With the electric Nissan Leaf, the perks just keep coming
Tax credits, rebate checks, personalized home visits, government giveaways — even customer service calls from top corporate executives.
The first all-electric car from a major auto company, the Nissan Leaf, arrives at dealerships in December, but thousands of Americans are already learning that going electric can come with perks like no other car purchase.
“It just keeps getting better and better,” said Justin McNaughton, among the 20,000 people who have reserved a Leaf. “My wife thinks it’s funny because at the end of the day, we’re just buying a car.”
Since McNaughton, a lawyer in Nashville, Tenn., paid his $99 deposit, he has been bombarded with government incentives — promises of a $7,500 federal tax credit, a $2,500 cash rebate from the state of Tennessee and a $3,000 home-charging unit courtesy of the Energy Department.
When he had some basic questions about the Leaf, the answers came in a 40-minute telephone call from a senior manager in Nissan’s corporate planning department.
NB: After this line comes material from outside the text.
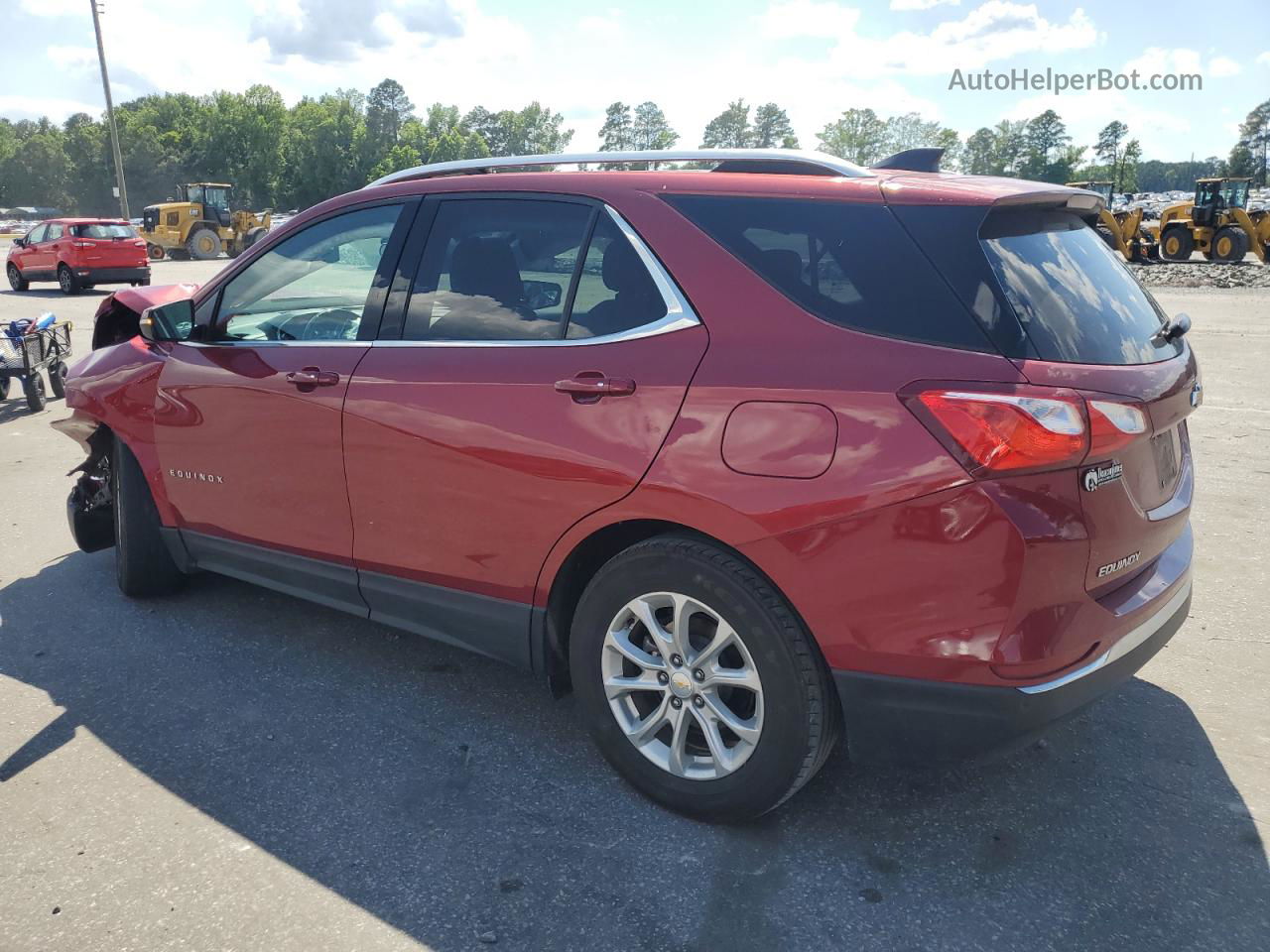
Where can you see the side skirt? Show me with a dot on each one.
(490, 626)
“You kind of feel like you’re one of the chosen people,” McNaughton said.
Precisely. It is all part of an unprecedented effort by federal, state and local governments to stimulate demand for cars that have zero tailpipe emissions — and Nissan’s pre-emptive bid to corner the all-electric market much the way that Toyota dominated the early hybrid market with the Prius.
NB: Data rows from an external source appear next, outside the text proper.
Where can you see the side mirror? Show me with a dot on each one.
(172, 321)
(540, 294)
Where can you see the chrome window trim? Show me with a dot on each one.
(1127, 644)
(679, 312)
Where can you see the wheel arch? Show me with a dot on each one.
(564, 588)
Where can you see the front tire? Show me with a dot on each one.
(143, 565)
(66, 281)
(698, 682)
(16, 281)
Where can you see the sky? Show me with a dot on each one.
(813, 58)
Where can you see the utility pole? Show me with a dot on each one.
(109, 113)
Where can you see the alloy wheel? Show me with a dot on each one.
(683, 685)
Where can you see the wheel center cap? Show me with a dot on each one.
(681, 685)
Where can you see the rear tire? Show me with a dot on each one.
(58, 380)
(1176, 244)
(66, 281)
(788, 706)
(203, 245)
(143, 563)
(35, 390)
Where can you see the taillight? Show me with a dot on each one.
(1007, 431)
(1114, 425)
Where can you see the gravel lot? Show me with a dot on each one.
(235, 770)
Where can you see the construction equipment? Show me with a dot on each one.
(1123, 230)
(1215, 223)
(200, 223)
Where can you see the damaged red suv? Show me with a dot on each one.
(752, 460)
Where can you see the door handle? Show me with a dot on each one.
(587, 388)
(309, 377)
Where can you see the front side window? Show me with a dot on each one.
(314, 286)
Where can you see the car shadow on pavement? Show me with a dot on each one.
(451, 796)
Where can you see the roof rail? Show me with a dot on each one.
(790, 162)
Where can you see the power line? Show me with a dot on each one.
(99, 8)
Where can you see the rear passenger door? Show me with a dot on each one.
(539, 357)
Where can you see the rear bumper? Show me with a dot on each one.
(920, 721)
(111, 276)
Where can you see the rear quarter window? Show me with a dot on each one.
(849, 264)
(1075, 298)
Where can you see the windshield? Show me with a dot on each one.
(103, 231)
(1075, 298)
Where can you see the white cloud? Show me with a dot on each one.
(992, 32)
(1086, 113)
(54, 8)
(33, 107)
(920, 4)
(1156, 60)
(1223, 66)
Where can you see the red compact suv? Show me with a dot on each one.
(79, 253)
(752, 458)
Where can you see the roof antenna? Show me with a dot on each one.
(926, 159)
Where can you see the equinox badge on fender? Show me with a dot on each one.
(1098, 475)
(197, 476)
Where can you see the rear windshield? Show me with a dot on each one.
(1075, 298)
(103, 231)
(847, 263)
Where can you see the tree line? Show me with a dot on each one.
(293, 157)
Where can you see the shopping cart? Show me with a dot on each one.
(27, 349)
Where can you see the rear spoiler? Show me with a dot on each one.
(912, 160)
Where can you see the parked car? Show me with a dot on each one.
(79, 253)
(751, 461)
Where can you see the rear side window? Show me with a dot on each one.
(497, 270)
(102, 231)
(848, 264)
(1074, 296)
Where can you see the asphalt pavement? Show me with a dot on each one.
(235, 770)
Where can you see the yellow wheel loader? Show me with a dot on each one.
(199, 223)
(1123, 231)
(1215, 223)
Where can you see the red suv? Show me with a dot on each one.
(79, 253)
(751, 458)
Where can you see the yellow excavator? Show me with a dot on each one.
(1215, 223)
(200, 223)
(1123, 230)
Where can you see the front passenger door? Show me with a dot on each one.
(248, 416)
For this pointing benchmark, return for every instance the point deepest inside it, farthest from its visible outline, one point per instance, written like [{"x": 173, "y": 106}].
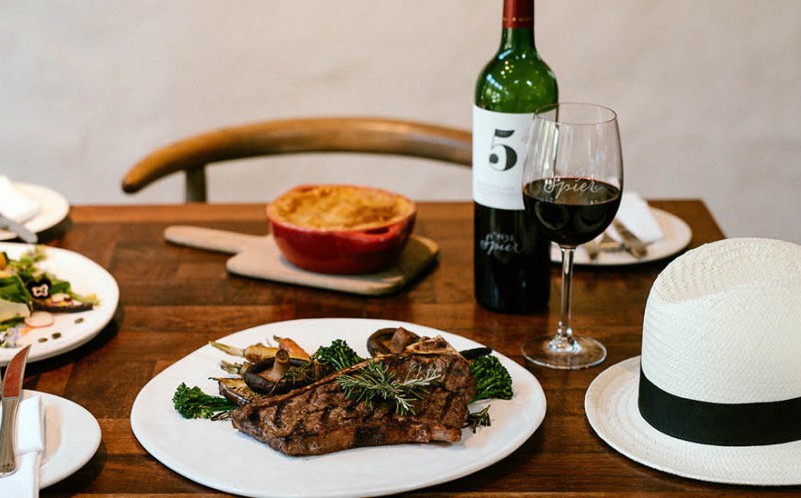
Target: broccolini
[{"x": 492, "y": 379}]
The government subsidies are shaving thousands of dollars off the Leaf’s $32,780 sticker price, while other benefits are piling up, like free parking in some cities and the use of express lanes on highways usually reserved for cars with multiple passengers. In Tennessee, where a Leaf assembly plant is being built, Leaf drivers will be able to charge their vehicles free at public charging stations on 425 miles of freeways that connect Nashville, Knoxville and Chattanooga.
“It’s almost shocking how many subsidies are available on the Leaf,” said Jeremy P. Anwyl, chief executive of the auto research website Edmunds.com. “We are putting a lot of money behind this technology.”
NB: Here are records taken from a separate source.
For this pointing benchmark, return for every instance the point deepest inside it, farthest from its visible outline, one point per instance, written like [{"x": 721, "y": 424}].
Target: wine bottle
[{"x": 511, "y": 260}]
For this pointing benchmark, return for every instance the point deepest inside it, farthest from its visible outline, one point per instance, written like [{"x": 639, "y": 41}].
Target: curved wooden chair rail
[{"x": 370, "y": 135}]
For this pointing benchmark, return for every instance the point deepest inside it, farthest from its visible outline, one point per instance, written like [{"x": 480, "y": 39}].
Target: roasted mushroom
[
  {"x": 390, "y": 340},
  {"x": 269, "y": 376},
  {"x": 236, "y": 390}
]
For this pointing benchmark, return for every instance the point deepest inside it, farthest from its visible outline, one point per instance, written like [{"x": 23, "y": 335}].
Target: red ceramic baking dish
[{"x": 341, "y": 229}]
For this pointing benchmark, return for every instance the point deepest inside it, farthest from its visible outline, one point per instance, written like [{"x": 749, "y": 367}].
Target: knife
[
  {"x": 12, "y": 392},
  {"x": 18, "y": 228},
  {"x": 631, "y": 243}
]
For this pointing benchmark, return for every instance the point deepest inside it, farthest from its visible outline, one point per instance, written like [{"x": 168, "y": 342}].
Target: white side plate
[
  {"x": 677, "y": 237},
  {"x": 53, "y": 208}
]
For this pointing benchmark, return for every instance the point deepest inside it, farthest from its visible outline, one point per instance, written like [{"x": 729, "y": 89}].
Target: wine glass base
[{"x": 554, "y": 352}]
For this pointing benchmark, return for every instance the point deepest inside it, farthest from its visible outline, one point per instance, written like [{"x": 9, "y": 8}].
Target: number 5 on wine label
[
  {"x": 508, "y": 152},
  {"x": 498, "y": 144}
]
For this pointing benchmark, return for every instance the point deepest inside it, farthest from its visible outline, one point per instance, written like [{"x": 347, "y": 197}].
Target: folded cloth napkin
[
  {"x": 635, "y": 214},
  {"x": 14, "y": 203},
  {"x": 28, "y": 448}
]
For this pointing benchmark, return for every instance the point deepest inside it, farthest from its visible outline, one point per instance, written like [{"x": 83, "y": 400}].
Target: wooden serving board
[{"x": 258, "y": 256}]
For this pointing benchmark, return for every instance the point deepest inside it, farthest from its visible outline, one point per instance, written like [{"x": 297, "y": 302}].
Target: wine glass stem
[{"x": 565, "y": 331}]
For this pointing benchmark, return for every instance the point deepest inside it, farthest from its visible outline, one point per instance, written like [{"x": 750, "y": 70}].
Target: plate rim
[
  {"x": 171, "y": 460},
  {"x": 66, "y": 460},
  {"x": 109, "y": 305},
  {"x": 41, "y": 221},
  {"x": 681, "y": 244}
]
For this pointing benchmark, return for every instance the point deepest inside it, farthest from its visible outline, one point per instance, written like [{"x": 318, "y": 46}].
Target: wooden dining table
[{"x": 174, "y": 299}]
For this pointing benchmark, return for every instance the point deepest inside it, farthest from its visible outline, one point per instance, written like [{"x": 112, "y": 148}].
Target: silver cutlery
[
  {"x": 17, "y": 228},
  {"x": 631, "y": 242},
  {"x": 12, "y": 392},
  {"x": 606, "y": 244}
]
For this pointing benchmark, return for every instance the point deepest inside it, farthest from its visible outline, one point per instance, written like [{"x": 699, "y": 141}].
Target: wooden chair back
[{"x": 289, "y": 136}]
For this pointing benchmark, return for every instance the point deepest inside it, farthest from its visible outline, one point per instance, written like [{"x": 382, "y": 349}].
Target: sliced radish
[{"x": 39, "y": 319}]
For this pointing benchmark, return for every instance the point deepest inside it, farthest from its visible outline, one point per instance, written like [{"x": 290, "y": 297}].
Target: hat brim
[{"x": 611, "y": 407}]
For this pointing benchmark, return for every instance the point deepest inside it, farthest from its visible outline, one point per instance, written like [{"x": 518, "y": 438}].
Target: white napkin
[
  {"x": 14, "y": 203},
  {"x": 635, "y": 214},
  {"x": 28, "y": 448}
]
Nissan expects the typical Leaf buyer to fit a highly desirable demographic: affluent, college-educated consumers in their mid-40s who are both environmentally sensitive and willing to take a chance that electric technology will be as safe and reliable as internal combustion engines.
Better still, about 85 percent of the people who have reserved a Leaf do not currently own a Nissan, giving the brand exposure to a new audience. Interest in the car has been so great that the company has stopped taking reservations for the initial production run — the Leaf is being built in Japan, with assembly at the new plant in Tennessee beginning in 2012 — but Nissan has plans to sell as many as 500,000 electric cars worldwide by 2013.
The Obama administration has made electric vehicles a centerpiece of its drive to reduce the nation’s reliance on oil and is pumping up subsidies with a goal of getting 1 million electric cars on the road by 2015.